Magistrado ResponsávelAna Patrocínio
Data da Resolução21 de Novembro de 2019
EmissorTribunal Central Administrativo Norte

Acordam, em conferência, os juízes que constituem a Secção de Contencioso Tributário do Tribunal Central Administrativo Norte: I. Relatório O Excelentíssimo Representante da Fazenda Pública interpôs recurso jurisdicional da sentença proferida pelo Tribunal Administrativo e Fiscal de Coimbra, em 31/05/2019, que julgou procedente a Impugnação Judicial deduzida por F…, Lda.

, pessoa colectiva n.º (…), com sede na Rua (…), contra as liquidações de retenção na fonte de IRS, e respectivos juros compensatórios, dos anos de 2007, 2008 e 2009, no valor de € 107.105,83.

O Recorrente terminou as suas alegações de recurso formulando as conclusões que se reproduzem de seguida: “1 – A Mma. Juíza do Tribunal “a quo” julgou procedente a impugnação, nos autos acima identificados, em primeiro lugar, por ter considerado que não existem fundamentos para a aplicação da presunção de adiantamento por conta de lucros, a que alude o art.º 6.º, n.º 4 do Código do IRS, por resultar da prova documental e testemunhal produzida, que a contabilização dos movimentos de regularização dos saldos das contas de disponibilidades, foi levada a cabo na conta do Plano Oficial de Contabilidade ( POC) 26820 intitulada Dr. F. G.
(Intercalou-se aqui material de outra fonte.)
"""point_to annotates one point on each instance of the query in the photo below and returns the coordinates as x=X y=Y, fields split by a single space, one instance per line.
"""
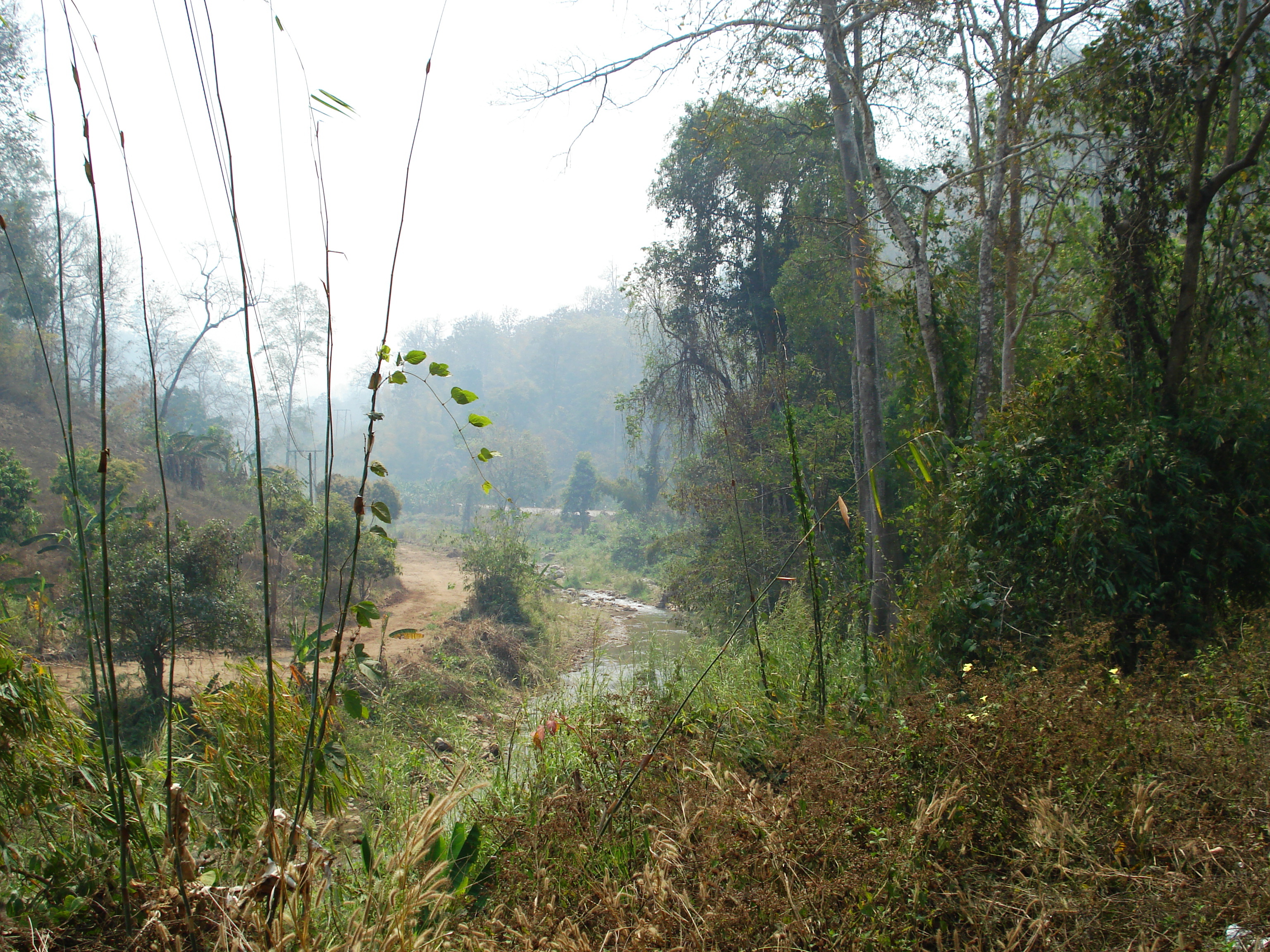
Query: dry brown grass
x=1076 y=808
, a qual não era uma conta de sócios, pois estas no âmbito de aplicação desse POC correspondiam à conta 25.

2-Face a tal não contabilização em conta de sócios, entendeu, em seguida, a Mma. Juíza que: ”(…) cabia à Administração Tributária fazer prova dos pressupostos do seu agir (conforme artigo 74.º, n.º 1, da LGT), coligindo e invocando factos índice passíveis de conduzirem ao enquadramento dos valores identificados como rendimentos da categoria E, colocados à disposição do sócio da Impugnante, nos termos previstos no artigo 5.º, n.os 1 e 2, alínea h) do CIRS.” 3-Após citar o acórdão do TCA Norte de 08/03/2018, proferido no P.º 00865/13.6BEPRT, concluiu: “No caso dos autos, não obstante se encontrar externada na decisão em crise a verificação de “transferências bancárias, de periodicidade mensal, para duas contas abertas (…) em nome do sócio gerente”, ficou por demonstrar que tais transferências visavam fundos próprios da sociedade Impugnante, gerados em resultados.

Com efeito, mais refere a decisão em causa terem-se verificado “entradas de fluxos a título de empréstimos de curto prazo, sem que a sociedade tenha realizado investimentos nem a ocorrência de situações deficitárias de tesouraria que justificassem o recurso ao crédito”, concluindo que “a situação de endividamento se devia apenas (…) às retiradas monetárias, pagamentos de despesas da esfera pessoal e outros levantamentos efectuados pelo sócio-gerente” (sublinhado nosso).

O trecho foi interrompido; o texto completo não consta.